Projects such as the Godfrey Hotel–1904 and 1908 office buildings recently converted into a thriving boutique hotel within the historic building envelope–were noted as indications that, as Larry DiCara of Nixon Peabody noted, Downtown Boston now has “cache.” It’s a place with more lattés and craft beer and fewer suits and ties.

Maura Moffitt, Synergy Investments, who own several historic buildings Downtown, noted that smaller, historic buildings provide branding and self-identity to small start-ups moving from incubator space into their own offices and that the retail of the neighborhood is changing to reflect their influx. The employees of these businesses value opportunities to “collide and collaborate” and that means first floor retail of lunch and happy hour opportunities, which are popping up in many older buildings. Rosemarie Sansone, , Downtown BID, said the young people flowing into the neighborhood embrace its historic vibe.

Placemaking in Downtown is an evolution driven by efforts of schools like Emerson College, noted Lee Pelton, Emerson’s President. Pelton discussed how the college helped drive and continue to push with their projects, what he described as “people development” as much as “real estate development.” Emerson continues to invest in its historic properties including plans to restore and rejuvenate the Little Building (1917) on the corner of Boylston and Tremont.

Over and over again we heard about the fact that the historic buildings in Downtown have good bones that provide flexibility and desirability in today’s market. Scott Pollak even reiterated a point preservationists have been making for years: renovating existing buildings is far more environmentally responsible than demolishing and building new ones. And he noted that Boston isn’t a museum, but a living, breathing ecology in which the buildings that exist form a central component.

When asked about the introduction of new construction and significant height, the group agreed that there is a delicate balance, an ecosystem that we need to monitor and foster. New construction and some height could be ok but in the right places and right doses. Historic fabric shouldn’t be destroyed without very careful consideration of its impact on that balanced urban ecosystem.

Even John Usdan, President of Midwood Development who is proposing a 700′ tower at Bromfield and Washington Streets, a project which we have opposed due to its impact on the historic Ladder District, and in particular Bromfield Street, noted that design is so important to Boston and why Bostonian’s feel so passionate about the city. He said the sense of place and history anchors the city and is “integral to its vitality.” Usdan acknowledged a challenge in Downtown is how to integrate the demands of a modern city with the historic context “of an almost sacred place.” How to engage and enliven the street without overwhelming pedestrians … how to make sense of a large tower only a few hundred feet from the Old South Meeting House.
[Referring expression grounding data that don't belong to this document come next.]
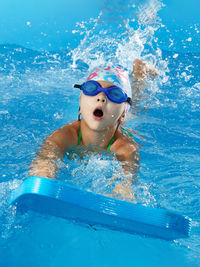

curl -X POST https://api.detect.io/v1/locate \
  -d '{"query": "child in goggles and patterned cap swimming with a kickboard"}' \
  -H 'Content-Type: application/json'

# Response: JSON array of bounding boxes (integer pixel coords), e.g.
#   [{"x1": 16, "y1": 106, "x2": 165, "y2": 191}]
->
[{"x1": 29, "y1": 59, "x2": 158, "y2": 199}]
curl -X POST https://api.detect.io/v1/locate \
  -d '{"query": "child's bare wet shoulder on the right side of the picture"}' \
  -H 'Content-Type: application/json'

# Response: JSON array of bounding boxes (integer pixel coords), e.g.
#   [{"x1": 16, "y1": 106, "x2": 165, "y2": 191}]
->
[{"x1": 110, "y1": 129, "x2": 139, "y2": 161}]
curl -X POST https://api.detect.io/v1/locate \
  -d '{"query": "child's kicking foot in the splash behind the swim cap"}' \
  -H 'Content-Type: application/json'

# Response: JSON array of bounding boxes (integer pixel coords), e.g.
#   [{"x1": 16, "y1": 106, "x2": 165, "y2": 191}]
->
[{"x1": 132, "y1": 59, "x2": 159, "y2": 81}]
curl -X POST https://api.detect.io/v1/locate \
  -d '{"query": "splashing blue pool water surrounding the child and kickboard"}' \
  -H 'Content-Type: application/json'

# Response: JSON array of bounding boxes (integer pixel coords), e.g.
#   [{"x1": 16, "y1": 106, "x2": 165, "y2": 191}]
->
[{"x1": 0, "y1": 1, "x2": 200, "y2": 267}]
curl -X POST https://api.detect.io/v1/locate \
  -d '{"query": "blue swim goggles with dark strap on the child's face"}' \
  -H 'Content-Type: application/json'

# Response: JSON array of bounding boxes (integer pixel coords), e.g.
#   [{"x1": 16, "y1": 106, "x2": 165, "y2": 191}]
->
[{"x1": 74, "y1": 80, "x2": 132, "y2": 106}]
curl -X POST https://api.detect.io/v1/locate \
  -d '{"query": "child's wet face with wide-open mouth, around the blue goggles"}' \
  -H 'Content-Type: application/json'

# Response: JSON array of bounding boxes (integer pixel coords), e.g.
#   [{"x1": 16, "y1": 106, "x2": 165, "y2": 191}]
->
[{"x1": 80, "y1": 81, "x2": 125, "y2": 131}]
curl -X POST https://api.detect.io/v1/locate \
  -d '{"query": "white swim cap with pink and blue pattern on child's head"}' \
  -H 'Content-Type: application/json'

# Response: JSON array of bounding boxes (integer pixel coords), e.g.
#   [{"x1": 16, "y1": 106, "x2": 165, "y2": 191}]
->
[{"x1": 87, "y1": 63, "x2": 132, "y2": 112}]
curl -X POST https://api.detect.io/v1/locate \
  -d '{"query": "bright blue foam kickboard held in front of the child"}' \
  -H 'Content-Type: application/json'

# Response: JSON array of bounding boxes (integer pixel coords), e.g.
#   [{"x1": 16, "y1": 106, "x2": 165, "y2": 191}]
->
[{"x1": 10, "y1": 176, "x2": 191, "y2": 240}]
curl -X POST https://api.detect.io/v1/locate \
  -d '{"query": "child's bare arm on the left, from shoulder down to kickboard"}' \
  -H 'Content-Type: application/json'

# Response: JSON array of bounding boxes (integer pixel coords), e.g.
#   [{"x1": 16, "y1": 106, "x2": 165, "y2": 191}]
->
[{"x1": 29, "y1": 126, "x2": 77, "y2": 179}]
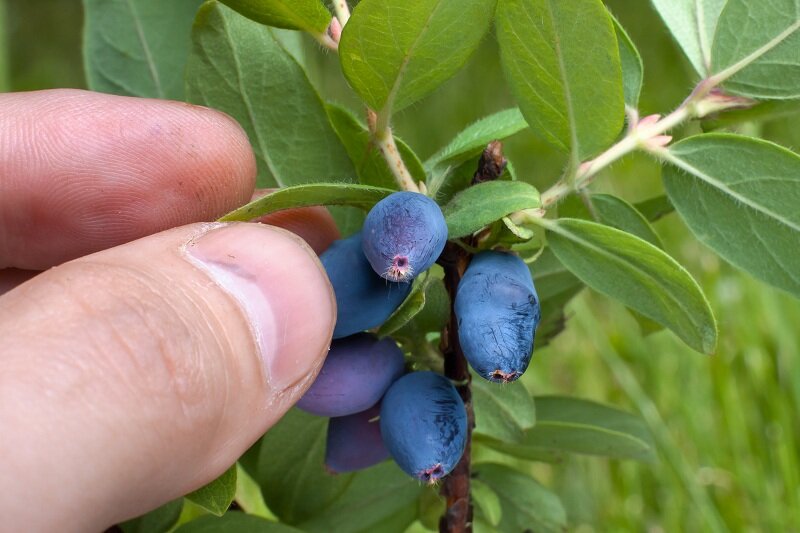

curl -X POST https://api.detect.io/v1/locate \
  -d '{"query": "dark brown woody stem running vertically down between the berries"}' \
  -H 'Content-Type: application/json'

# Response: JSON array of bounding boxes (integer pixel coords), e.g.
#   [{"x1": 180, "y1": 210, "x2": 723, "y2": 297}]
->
[{"x1": 439, "y1": 242, "x2": 475, "y2": 533}]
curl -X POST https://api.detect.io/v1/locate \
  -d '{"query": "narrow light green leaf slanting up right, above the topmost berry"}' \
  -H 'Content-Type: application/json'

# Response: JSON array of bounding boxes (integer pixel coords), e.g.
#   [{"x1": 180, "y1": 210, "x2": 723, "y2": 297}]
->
[{"x1": 425, "y1": 107, "x2": 528, "y2": 172}]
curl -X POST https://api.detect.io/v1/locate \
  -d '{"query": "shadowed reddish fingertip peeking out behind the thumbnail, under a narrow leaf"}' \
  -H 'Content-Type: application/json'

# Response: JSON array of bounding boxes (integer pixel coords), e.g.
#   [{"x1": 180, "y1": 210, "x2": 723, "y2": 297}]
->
[{"x1": 251, "y1": 189, "x2": 341, "y2": 255}]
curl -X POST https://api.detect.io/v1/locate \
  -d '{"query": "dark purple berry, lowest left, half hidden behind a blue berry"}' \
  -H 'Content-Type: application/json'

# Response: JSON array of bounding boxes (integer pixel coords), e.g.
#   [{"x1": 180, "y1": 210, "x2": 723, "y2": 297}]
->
[{"x1": 325, "y1": 405, "x2": 389, "y2": 473}]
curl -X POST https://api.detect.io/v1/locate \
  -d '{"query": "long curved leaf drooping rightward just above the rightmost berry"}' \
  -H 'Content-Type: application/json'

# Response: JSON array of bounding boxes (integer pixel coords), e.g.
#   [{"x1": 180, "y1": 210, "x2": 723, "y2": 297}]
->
[{"x1": 542, "y1": 218, "x2": 717, "y2": 353}]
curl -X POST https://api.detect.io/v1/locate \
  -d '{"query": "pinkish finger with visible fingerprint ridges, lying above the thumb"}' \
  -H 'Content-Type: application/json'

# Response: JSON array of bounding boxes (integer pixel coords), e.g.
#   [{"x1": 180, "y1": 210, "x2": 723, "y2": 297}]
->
[{"x1": 0, "y1": 90, "x2": 256, "y2": 270}]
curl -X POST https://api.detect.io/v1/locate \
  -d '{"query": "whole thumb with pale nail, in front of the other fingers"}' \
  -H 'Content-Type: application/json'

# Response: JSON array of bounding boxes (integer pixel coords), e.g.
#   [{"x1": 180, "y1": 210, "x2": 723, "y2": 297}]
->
[{"x1": 0, "y1": 220, "x2": 335, "y2": 531}]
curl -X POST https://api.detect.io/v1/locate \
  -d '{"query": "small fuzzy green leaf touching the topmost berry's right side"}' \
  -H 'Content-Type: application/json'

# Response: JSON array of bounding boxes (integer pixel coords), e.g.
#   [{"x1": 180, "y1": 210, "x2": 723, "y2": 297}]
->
[{"x1": 442, "y1": 181, "x2": 542, "y2": 239}]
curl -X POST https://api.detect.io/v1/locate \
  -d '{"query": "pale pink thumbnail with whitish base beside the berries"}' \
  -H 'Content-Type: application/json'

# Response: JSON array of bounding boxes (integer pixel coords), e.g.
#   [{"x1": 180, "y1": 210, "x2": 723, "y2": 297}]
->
[{"x1": 186, "y1": 223, "x2": 335, "y2": 390}]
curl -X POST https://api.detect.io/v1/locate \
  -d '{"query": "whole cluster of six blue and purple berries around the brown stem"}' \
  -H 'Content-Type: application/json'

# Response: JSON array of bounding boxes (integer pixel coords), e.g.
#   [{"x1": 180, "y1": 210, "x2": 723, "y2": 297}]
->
[{"x1": 297, "y1": 192, "x2": 540, "y2": 482}]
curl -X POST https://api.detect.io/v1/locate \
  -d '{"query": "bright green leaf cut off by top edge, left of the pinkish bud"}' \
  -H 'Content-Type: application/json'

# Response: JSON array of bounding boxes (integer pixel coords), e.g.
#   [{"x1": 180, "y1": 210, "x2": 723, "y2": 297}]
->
[{"x1": 220, "y1": 0, "x2": 331, "y2": 35}]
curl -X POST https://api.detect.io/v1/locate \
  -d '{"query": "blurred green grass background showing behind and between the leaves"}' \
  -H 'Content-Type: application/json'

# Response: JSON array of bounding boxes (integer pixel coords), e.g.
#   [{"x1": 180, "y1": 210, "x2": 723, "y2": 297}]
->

Usdan concluded by noting that figuring out how to manage these challenges of balancing old and new are “essential to what makes Boston, Boston,” a phrase we often use at the Alliance.

See our video on that very topic!

Even the preservation regulatory process was portrayed in the positive light we try to shed. Steve Faber of Related Beal said as clear as day something I should put on a bumper sticker, “Don’t be afraid of historic preservation and development.”  He shared a story about their project at Congress Square and their initial concern when they learned that the Boston Landmarks Commission planned to Landmark the building:  “We thought the process would be stifling to rejuvenation and exactly the opposite took place.”

The Boston Business Journal (Catherine Carlock, 6/20/16) recently noted that the desirability for office space high in towers has weakened, with people wanting to move from the clouds “back into the fabric of the city.”  In May Carlock similarly wrote “Why tech companies have left the Innovation District for downtown Boston” (5/6/16) quoting Carbonite’s VP and General Council Danielle Sheer, “I really hope that Downtown Crossing doesn’t lose any of its grit anytime soon. That’s a huge part of why we want to be here. We need to make sure landlords understand that if it becomes commercial, I think you’ll see companies like us find another space.”

It’s always nice when a position for which you’ve been advocating for years makes its way into the dialog and lexicon of others in the community, particularly a group that isn’t always the first to support what they believe to be your cause. I’m glad they’ve seen the light and we look forward to working together to make Boston shine.